20 | City of Fire

1.4K 7 0
                                    

Author's note: After being noticed about the problem of mentioning early in the book the Trainees wouldn't fall asleep and them going to sleep in the previous chapter, I went back and edited the early chapter as to where they could become tired, but not hungry or thirsty. Also, Iadded the part that the Voice would announced when they should proceed to the Transport ring, after the number alloted to live has been reached. I hope that adds a bit more clarification. Thanks!Enjoy!WordSpeak

20 | City of Fire

There is rippling in the dark. An echoing of a strange, calling voice. Who is it? The sounds thrum like the faint beating of a heart, becoming increasingly louder. Suddenly, Emberly can feel a shaking, a swirling pull through her mind, as if something—this voice is attempting to break through some type of barrier. It’s one word: that she is sure of, but she can barely make anything of it.

There’s a riveting shattering, a violent shock of noise, and Emberly feels herself sinking into the sounds. She can hear clearly. It’s a woman! A woman who is trying to speak to her—What is she saying?

“Your name is Em—”

It’s that same fractured call, over and over without fail, and without completion. Emberly feels an uplifting grasping at her chest, an unfamiliar force clenching her tightly, but nothing can be seen but darkness. She is spinning. Spinning. Spinning. The thrumming becomes a throbbing. Reverberating, and finally pulsing. A blindingly white light appears in the form a glowing orb, radiating celestial rings, growing until it consumes everything, and Emberly gasps.

When her vision focuses she finds herself swallowed in that same, haunting whiteness—infinite blanks, and this horrifies her. She feels herself to scream.

No. No. No. I’m not here. I’m not back here again.

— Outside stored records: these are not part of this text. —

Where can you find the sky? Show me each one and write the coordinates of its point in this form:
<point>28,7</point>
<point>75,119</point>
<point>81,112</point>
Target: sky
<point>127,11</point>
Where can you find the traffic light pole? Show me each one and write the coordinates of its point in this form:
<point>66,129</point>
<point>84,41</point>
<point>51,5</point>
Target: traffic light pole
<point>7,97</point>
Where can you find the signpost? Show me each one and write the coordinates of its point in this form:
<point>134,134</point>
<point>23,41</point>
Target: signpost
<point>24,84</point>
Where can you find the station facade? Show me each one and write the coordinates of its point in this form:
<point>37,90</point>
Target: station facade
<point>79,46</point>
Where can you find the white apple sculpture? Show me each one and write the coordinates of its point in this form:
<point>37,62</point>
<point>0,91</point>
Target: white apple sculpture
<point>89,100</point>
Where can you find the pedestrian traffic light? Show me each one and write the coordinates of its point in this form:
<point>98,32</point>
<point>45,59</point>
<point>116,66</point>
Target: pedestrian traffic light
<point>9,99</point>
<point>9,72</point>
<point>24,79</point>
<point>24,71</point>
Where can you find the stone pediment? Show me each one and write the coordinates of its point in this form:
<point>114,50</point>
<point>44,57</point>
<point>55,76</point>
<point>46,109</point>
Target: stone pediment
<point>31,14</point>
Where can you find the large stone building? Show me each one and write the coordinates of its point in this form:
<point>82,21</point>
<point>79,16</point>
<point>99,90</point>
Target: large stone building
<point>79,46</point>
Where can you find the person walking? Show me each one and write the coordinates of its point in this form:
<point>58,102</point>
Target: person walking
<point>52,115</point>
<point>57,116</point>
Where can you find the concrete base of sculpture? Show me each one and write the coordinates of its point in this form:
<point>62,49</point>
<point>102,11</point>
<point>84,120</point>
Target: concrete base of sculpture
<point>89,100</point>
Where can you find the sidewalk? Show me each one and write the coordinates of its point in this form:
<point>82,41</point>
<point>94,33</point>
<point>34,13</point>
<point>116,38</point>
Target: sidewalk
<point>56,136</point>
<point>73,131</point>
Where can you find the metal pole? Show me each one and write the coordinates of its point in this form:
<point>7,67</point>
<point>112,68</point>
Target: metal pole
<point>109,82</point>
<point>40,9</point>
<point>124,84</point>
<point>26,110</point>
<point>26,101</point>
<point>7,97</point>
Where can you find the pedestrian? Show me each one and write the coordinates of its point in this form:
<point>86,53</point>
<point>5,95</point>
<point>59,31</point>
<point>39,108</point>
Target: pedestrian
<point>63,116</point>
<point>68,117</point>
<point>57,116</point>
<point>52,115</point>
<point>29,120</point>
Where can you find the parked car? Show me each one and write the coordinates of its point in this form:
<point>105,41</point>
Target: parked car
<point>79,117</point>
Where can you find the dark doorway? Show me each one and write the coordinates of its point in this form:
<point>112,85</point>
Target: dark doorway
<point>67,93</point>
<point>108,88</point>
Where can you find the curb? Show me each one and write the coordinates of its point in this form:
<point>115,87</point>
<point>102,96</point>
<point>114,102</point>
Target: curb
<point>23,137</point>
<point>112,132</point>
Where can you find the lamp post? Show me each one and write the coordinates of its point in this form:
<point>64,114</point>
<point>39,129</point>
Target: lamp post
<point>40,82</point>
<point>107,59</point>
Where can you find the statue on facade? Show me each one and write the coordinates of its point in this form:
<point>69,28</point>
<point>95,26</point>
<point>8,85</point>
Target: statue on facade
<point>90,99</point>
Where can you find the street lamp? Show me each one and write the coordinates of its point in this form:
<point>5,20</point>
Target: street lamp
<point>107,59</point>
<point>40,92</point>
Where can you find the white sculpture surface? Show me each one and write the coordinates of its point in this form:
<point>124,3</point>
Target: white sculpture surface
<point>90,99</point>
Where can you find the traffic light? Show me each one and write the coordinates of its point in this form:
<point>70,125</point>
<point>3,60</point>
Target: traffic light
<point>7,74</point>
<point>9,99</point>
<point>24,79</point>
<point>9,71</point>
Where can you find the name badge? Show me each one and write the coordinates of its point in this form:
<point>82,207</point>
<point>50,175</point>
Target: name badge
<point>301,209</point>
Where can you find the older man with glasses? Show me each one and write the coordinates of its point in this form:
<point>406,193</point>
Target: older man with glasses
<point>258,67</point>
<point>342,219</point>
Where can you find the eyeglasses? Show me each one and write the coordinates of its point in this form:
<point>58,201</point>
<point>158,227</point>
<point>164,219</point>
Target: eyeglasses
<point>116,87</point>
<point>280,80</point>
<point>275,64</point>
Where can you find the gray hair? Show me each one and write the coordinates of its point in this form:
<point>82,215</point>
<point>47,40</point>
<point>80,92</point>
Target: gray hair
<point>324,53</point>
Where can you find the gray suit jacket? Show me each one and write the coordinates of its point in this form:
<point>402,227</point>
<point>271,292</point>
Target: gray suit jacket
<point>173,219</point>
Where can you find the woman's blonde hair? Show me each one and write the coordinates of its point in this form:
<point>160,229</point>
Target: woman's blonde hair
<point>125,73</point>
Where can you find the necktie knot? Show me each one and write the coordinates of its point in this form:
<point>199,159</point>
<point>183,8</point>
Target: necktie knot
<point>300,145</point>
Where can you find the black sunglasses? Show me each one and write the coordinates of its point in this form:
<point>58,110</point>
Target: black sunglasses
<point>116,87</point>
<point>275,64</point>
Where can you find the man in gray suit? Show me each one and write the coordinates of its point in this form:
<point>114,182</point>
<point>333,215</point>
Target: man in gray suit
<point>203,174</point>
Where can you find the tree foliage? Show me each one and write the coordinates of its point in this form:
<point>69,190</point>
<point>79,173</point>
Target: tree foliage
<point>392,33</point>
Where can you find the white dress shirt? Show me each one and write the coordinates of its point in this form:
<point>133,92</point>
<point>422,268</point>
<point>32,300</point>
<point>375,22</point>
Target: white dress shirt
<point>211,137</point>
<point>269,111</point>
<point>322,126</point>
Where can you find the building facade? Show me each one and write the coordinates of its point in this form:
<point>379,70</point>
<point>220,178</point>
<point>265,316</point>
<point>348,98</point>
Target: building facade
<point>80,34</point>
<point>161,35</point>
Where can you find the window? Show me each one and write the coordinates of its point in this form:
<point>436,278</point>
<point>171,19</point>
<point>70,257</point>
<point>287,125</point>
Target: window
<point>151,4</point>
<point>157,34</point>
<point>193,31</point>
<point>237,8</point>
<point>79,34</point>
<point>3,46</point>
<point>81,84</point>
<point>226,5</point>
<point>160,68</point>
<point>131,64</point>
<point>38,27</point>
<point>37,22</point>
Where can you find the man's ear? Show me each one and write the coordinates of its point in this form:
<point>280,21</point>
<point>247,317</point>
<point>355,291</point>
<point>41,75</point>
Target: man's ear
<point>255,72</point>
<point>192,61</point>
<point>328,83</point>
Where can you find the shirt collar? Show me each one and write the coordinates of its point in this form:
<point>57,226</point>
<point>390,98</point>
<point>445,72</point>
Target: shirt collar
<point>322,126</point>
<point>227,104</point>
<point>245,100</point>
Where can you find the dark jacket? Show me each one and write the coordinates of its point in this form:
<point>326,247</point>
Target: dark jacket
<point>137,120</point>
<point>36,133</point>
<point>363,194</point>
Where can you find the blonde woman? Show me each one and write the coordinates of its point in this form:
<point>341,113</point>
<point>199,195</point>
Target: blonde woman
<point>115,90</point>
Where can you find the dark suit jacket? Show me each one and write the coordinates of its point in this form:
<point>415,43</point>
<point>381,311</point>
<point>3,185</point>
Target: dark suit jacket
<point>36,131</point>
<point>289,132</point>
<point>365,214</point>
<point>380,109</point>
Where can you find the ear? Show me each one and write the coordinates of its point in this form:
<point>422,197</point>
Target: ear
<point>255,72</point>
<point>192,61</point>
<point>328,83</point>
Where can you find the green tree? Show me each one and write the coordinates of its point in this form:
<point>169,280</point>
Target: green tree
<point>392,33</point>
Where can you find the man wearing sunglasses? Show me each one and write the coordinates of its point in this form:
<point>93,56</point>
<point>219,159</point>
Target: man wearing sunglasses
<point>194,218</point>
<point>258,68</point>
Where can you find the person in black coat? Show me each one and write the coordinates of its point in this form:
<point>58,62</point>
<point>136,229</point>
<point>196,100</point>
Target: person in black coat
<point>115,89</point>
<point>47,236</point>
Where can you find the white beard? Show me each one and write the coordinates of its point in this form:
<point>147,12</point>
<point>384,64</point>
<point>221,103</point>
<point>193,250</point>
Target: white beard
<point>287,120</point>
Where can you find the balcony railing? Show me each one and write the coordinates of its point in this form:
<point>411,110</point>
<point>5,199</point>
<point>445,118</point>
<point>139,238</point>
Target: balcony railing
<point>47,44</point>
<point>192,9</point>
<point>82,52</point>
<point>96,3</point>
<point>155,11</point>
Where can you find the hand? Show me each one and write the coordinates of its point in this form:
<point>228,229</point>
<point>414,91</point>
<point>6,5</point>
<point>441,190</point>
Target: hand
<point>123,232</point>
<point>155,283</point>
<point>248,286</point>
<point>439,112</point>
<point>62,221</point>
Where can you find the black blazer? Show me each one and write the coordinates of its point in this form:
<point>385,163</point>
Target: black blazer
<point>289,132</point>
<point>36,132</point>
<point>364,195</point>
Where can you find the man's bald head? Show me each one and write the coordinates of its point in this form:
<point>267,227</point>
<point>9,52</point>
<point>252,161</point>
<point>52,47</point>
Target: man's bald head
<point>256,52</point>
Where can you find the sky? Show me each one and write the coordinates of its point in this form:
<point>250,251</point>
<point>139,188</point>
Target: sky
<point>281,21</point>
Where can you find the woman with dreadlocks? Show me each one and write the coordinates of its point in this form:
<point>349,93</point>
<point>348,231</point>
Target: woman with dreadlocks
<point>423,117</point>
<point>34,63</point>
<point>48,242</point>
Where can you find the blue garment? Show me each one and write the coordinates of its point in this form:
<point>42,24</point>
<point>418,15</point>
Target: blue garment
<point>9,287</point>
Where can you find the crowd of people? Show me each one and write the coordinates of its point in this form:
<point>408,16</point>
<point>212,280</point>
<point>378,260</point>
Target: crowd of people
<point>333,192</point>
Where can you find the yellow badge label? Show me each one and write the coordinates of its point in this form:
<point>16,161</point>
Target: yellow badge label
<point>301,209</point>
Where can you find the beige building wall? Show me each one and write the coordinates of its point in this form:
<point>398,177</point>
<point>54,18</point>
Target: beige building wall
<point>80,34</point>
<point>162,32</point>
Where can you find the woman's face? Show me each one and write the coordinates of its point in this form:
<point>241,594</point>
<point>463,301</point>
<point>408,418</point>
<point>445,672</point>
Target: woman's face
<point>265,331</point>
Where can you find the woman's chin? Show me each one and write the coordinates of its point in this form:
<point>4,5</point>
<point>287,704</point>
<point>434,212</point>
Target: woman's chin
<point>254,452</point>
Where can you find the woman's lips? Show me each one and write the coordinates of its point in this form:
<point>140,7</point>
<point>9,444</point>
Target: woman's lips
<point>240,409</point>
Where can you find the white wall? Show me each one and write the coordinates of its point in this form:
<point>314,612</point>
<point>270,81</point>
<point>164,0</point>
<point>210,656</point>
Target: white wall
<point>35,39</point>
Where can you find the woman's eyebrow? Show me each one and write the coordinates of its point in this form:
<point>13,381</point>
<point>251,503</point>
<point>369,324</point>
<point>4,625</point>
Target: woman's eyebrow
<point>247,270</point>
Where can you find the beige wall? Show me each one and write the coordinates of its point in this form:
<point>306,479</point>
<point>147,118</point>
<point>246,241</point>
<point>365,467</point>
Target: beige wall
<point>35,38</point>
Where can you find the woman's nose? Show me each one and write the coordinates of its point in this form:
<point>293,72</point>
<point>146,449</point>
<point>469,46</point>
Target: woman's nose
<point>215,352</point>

No—please—

“It’s okay; you’re safe here with me.”

The voice like that of a tickling stream startles Emberly, and she turns about taking in the sight of the woman who had spoken: so tall, willowy, fair, her gorgeous fair face framed with long intensely white blonde locks, so much so it seems that the color nearly melds itself into the whiteness of the room surrounding them.

“Who are you?” Emberly breaths, finding herself unable to look away from this woman’s otherworldly blue eyes.

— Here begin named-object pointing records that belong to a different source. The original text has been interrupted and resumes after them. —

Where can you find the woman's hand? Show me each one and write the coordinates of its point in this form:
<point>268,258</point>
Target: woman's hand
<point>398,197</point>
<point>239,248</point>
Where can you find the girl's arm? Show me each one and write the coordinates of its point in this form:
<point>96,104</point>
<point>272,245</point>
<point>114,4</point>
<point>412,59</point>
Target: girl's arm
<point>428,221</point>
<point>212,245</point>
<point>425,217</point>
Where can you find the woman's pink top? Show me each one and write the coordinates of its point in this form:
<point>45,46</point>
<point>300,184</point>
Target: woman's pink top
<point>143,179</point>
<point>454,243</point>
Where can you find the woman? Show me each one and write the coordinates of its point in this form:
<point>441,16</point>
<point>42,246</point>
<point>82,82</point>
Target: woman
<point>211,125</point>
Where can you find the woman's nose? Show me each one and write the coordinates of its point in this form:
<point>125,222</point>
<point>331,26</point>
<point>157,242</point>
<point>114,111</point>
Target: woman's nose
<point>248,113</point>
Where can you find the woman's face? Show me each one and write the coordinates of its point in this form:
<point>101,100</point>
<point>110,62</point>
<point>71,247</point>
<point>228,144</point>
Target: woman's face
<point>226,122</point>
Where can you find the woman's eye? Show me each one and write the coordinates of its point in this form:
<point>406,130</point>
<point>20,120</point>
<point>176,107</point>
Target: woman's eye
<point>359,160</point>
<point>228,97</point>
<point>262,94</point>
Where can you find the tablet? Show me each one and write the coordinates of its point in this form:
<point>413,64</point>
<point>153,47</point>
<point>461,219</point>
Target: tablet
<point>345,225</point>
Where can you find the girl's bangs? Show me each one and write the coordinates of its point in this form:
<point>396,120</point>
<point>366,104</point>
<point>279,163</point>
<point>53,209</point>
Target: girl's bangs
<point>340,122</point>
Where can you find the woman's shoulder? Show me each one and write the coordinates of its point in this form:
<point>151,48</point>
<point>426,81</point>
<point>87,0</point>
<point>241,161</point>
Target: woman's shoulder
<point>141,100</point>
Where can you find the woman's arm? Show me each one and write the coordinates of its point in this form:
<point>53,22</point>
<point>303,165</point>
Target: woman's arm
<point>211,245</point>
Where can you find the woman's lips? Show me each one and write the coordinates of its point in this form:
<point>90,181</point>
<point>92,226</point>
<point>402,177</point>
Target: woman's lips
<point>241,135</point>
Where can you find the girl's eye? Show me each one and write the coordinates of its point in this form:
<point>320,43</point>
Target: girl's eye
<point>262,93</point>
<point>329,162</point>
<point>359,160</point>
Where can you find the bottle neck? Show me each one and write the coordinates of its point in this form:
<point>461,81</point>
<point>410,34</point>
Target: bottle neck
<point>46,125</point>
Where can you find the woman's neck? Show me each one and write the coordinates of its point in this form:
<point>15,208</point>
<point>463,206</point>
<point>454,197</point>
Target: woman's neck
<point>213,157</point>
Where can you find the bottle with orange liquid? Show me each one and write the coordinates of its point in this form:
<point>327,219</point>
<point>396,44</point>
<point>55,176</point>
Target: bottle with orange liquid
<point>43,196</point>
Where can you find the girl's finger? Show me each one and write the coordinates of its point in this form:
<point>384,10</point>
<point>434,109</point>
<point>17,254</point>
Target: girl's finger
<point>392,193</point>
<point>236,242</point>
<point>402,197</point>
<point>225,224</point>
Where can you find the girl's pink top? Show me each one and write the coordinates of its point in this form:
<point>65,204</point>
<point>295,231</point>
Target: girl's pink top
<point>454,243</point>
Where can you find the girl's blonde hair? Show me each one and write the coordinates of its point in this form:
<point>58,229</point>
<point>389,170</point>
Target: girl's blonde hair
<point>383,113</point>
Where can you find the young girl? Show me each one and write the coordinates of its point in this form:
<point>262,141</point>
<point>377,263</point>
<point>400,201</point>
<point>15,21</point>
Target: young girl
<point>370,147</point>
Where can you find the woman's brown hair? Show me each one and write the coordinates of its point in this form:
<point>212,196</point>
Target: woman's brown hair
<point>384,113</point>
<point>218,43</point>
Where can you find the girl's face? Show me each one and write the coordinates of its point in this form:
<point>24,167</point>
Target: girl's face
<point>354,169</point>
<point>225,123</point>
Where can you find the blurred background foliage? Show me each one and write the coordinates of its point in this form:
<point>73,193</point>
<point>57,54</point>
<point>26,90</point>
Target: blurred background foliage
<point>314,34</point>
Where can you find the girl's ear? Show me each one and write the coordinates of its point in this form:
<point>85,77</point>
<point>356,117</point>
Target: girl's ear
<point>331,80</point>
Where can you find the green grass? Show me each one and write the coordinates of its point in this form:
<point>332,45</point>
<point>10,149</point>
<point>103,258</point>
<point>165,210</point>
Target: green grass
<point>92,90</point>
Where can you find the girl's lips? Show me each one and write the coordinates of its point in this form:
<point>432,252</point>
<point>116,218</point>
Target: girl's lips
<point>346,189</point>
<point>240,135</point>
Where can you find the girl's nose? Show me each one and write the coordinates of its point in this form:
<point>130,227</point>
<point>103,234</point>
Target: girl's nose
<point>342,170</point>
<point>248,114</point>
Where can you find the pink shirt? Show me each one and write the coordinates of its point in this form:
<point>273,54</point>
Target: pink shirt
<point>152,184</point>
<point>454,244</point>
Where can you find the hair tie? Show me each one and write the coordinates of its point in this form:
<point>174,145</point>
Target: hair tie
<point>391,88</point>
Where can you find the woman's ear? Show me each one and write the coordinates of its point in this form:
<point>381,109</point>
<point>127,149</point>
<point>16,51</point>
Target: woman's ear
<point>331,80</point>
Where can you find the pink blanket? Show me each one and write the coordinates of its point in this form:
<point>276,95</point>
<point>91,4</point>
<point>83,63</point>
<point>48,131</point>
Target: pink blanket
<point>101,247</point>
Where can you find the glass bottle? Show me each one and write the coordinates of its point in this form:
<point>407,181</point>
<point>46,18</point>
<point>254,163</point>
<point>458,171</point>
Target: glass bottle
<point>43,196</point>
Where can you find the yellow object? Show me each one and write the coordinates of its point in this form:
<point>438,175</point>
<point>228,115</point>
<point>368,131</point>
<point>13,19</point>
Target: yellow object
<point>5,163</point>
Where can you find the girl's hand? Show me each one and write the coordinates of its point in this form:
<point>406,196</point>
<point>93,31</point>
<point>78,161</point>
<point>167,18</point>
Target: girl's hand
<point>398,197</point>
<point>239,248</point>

“I am Hope,” she says smiling. “Took some effort to get to you, because of the barriers the Controler has placed over the area—and because of that I don’t have much time, so I want to tell you first that your name is Emberly.”

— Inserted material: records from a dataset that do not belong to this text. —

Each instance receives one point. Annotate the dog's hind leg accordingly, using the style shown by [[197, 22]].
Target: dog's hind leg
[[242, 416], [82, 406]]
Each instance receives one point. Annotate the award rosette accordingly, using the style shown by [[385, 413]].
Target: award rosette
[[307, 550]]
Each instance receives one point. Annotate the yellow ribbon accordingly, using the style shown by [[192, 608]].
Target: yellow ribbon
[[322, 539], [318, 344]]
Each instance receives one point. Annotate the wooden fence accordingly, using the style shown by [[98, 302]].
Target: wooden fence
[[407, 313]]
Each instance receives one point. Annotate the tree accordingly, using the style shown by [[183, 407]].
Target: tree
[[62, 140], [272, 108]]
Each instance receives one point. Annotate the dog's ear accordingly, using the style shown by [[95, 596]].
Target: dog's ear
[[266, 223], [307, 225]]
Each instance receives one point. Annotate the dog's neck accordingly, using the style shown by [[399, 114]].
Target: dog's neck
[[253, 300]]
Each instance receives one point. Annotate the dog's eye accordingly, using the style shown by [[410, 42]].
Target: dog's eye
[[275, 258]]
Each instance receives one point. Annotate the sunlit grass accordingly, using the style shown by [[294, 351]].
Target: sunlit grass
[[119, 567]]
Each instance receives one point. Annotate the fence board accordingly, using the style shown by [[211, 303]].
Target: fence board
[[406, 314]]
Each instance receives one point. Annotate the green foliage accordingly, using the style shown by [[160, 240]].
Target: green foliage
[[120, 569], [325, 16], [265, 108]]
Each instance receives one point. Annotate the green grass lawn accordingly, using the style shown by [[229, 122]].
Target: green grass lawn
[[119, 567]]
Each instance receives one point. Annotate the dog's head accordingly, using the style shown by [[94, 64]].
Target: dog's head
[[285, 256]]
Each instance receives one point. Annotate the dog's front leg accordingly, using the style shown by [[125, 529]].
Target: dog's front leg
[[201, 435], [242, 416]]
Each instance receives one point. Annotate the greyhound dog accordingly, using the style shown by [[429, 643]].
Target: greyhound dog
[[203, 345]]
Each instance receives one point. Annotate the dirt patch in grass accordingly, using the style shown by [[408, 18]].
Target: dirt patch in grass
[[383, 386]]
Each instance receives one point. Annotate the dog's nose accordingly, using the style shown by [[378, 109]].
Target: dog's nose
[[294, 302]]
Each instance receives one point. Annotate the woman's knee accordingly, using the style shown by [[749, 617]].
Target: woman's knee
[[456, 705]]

“My name—Emberly?” she questions, confused.

“Yes that is your name, say it over and over, so you don’t forget; and that your family is still alive—they are heading toward the North with others like them; they will be okay, do not worry. Oh no!—I must go, I will meet you again, tomorrow night. Remember, you have a name. It’s Emberly, and the tournament—"

Small bare feet hang over the edge of the faded, rusted billboard that had once been a bright, cherry red. The advertisement is for some useful household product, where the giant face of a man in a suit with perfectly placed dark hair and a winning smile is plastered endorsing the product, but his face is ripped in half—the old paint and pigments peeled away. The result is a gaping, singular eye looming over the desolate city that in the rising light of the morning sun has become the city of fire. The surrounding glass windows gleam brilliantly, flashing flaming color, as below long, wavering shadows stretch sleepily.

The feet belong to the girl trainee Tallie, and her deep brown eyes scan the empty streets far below. The winds carry stinging breaths of dust that blow against her skin, irritatingly; her eyes take upward and see the vast pale, clear sky above. She remembers birds for some reason, and this is what she looks for. But there is nothing, nothing but sky, and sunlight.